Krueger G G, Ellis C N
Department of Dermatology, University of Utah Health Sciences Center, 50 North Medical Drive, Suite 4B 454, Salt Lake City, UT 84132, USA.
Br J Dermatol. 2003 Apr;148(4):784-8. doi: 10.1046/j.1365-2133.2003.05239.x.

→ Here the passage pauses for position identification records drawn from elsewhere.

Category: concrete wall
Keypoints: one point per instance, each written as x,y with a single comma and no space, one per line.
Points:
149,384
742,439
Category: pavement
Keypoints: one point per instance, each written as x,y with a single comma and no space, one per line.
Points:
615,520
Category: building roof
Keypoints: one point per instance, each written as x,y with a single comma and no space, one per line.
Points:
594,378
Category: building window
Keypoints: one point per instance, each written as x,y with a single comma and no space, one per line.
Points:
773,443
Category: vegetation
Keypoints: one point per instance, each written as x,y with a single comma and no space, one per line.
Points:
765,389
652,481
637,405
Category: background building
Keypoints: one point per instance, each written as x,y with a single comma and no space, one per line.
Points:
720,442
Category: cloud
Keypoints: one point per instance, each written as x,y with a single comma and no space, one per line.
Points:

Alefacept, human LFA-3/IgG1 fusion protein, is a novel biological agent currently being developed for the treatment of chronic plaque psoriasis. Alefacept selectively reduces the memory-effector T cells that have been implicated in the pathogenesis of the disease; as a result, alefacept is classified as a therapy that induces remission (so-called 'remittive' therapy). In a previously published randomized, placebo-controlled phase II study of intravenous alefacept in 229 patients with chronic plaque psoriasis, clinical improvement was observed during dosing as well as in the postdosing follow-up period.

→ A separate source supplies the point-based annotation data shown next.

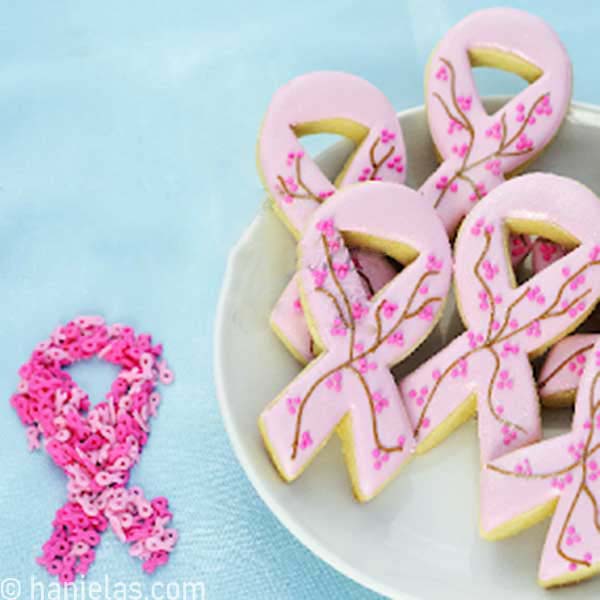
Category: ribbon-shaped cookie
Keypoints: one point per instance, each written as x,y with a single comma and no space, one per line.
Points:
325,102
560,477
349,387
479,150
487,368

To assess the remission period following alefacept therapy.
The time before re-treatment was required was measured in patients who were 'clear' or 'almost clear' of disease according to a physician global assessment at the end of the follow-up phase.
In these patients, responses were sustained for a median of 10 months, and for up to 18 months. No patient reported disease rebound after cessation of alefacept.
Alefacept is a biological agent for the treatment of chronic plaque psoriasis that provides disease-free intervals and time off drug therapy.
阿法赛特,即人淋巴细胞功能相关抗原-3/免疫球蛋白G1融合蛋白,是一种目前正在研发用于治疗慢性斑块型银屑病的新型生物制剂。阿法赛特可选择性减少与该疾病发病机制相关的记忆效应T细胞;因此,阿法赛特被归类为一种诱导缓解的疗法(即所谓的“缓解性”疗法)。在之前发表的一项针对229例慢性斑块型银屑病患者的静脉注射阿法赛特的随机、安慰剂对照II期研究中,在给药期间以及给药后的随访期均观察到了临床改善。
评估阿法赛特治疗后的缓解期。
在随访期结束时,根据医生整体评估,对疾病“清除”或“几乎清除”的患者测量再次治疗前所需的时间。
在这些患者中,缓解持续的中位时间为10个月,最长可达18个月。没有患者在停用阿法赛特后报告疾病复发。
阿法赛特是一种用于治疗慢性斑块型银屑病的生物制剂,可提供无病期和停药期。